Alaskans
Want to Leave the US and Follow Crimea Back Into Russia
26
March, 2014
It
appears as if Crimea’s recent split from Ukraine has set off a
secession fever that is now spreading throughout the world. While
everyone else was preoccupied by the crisis in Ukraine, three other
regions tried to take matters of sovereignty into their own hands in
the past week.
Alaska
is the latest region where people want to be part of the Motherland,
after nearly 25,000 people signed a White House petition for the
state to formally secede from the US and join Russia.
The
petition,
entitled “Alaska Back to Russia,” appeals to the region’s
historical roots when Siberian Russians originally migrated across
the Bering Straits "16-10 thousand years ago." An anonymous
Anchorage resident known only as AK began the petition on Friday.
According
to official White House petition rules, it must reach 100,000
signatures by April 20 in order to be officially taken into
consideration by the administration. This might not be so hard,
considering that the online motion already has a quarter of the
signatures it needs.
Not
to be outdone by Sarah Palin's home state, the nationalist Venetian
organization, Plebiscito,
held a referendum last week asking its residents if it wants the
Italian region of Veneto to become an independent and sovereign
republic. An overwhelming 89 percent of the more than two million
people that voted said yes.
Plebiscito’s
website reads: “The decision of the people on their future buys an
absolute value that no other people, or entities, whether foreign
state, or confederation, or union of foreign states, or individual or
other power, can deny or invalidate.”
'We
are demanding a referendum on returning Donetsk to its original bosom
— Great Britain!
Despite
what appears to be overwhelming support for secession, it is unlikely
that Italy would allow Veneto to break away and gain independence.
Even if it did, the European Union would likely make it extremely
difficult
for breakaway nations to join, so as not to set a precedent of
independence en masse.
Not
to be outdone by Crimea, the latest region that is looking to leave
Ukraine is the eastern city of Donetsk. According
to the Moscow Times,
residents of Donetsk have started an online mock referendum campaign
to join the United Kingdom, as the city was originally founded by
Welsh businessman John Hughes in the 19th century
The
appeal reads, "For more than a century Russians have deceived us
by saying that this is an indigenous Russian city, and Ukrainians,
that it is Ukrainian.
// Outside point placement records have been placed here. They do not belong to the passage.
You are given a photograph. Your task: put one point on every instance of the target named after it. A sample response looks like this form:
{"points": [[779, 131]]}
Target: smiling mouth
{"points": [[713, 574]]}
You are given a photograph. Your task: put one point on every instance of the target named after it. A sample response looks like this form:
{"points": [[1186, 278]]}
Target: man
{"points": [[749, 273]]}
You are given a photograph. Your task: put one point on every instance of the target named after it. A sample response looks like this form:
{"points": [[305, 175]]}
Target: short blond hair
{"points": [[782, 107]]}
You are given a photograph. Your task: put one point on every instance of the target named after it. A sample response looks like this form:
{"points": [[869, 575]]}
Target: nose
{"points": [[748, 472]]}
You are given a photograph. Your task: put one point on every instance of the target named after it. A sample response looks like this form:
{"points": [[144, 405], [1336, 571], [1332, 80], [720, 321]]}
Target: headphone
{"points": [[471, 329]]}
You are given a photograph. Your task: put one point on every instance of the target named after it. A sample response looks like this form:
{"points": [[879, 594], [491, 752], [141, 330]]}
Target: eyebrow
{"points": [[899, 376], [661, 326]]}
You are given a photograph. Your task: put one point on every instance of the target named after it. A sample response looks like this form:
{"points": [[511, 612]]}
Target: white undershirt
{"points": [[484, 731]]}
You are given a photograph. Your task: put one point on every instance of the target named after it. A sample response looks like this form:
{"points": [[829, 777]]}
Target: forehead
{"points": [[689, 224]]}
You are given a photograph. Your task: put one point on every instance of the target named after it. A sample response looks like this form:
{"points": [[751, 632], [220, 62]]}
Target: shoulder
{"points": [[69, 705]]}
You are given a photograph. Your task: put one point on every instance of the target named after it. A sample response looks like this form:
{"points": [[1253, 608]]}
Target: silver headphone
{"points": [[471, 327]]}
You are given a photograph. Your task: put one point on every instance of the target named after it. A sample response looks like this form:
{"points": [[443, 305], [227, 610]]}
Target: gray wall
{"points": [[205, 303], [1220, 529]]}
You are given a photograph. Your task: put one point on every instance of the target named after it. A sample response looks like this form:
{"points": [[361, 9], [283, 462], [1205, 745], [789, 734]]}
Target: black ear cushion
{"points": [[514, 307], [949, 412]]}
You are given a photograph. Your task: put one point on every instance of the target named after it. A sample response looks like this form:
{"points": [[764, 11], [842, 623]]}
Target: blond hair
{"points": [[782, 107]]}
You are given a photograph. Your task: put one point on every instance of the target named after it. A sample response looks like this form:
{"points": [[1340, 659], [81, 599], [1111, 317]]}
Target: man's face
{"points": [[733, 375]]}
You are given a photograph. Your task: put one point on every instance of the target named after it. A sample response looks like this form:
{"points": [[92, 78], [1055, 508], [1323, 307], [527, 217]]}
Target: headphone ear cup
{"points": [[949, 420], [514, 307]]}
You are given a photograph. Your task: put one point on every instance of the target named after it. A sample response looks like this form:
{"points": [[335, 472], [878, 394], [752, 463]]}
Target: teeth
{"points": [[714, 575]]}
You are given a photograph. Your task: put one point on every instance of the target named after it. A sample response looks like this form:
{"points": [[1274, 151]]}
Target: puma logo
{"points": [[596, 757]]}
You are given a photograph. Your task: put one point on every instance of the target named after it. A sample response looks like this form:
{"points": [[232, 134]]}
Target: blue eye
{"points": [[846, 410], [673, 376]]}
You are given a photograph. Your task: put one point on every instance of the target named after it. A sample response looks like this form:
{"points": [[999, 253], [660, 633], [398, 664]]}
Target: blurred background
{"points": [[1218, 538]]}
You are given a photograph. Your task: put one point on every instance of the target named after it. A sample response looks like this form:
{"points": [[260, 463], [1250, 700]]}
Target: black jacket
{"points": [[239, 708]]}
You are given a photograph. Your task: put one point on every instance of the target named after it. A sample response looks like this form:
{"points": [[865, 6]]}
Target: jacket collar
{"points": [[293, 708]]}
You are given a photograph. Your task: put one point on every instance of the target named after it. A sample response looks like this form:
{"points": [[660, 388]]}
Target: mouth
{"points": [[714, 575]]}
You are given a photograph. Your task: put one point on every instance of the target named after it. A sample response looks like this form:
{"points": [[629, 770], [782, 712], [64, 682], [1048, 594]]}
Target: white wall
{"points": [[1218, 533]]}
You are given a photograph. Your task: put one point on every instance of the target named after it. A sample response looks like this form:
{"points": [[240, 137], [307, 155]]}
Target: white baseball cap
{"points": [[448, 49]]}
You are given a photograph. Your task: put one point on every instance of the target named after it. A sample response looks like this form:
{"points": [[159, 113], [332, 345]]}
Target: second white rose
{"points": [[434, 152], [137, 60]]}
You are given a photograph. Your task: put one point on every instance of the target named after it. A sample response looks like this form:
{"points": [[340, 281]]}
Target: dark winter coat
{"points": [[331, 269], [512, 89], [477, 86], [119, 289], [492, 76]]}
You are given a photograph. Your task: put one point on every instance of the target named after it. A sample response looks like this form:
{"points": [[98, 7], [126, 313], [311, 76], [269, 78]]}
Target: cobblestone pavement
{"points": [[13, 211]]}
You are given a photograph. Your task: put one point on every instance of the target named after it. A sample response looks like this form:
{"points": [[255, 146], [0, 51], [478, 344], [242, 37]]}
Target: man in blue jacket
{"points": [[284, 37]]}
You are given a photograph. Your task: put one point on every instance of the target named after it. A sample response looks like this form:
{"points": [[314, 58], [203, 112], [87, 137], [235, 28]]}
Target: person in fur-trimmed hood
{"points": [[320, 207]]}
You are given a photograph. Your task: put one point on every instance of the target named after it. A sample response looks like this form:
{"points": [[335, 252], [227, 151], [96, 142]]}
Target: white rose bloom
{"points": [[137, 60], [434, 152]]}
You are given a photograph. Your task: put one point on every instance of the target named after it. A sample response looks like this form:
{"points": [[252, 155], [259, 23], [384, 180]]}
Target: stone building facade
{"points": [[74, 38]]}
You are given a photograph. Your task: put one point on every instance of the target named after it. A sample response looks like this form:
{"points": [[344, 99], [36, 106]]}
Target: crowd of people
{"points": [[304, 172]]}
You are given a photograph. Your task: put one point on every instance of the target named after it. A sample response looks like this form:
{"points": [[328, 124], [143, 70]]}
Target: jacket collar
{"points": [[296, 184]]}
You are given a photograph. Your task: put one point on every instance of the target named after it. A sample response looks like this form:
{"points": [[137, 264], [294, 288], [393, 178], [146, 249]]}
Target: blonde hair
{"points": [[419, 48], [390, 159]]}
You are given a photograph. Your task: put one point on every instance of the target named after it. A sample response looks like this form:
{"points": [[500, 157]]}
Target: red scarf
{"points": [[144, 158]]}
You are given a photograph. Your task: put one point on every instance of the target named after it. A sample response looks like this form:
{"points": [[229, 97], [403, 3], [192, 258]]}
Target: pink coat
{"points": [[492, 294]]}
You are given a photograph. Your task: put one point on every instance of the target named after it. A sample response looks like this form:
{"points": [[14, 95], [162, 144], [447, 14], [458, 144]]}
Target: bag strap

We are demanding a referendum on returning
Yuzovka (a previous name for Donetsk) to its original bosom — Great
Britain!"
In
a show of support (or humor), over 7,000 people signed the online
petition.
Although
it appears that these petitions and referendums have received
widespread popular support from their constituencies, it is unlikely
any of these regions will ever achieve full-fledged independence. But
if the recent developments in Crimea have taught the world anything,
it is to never say never.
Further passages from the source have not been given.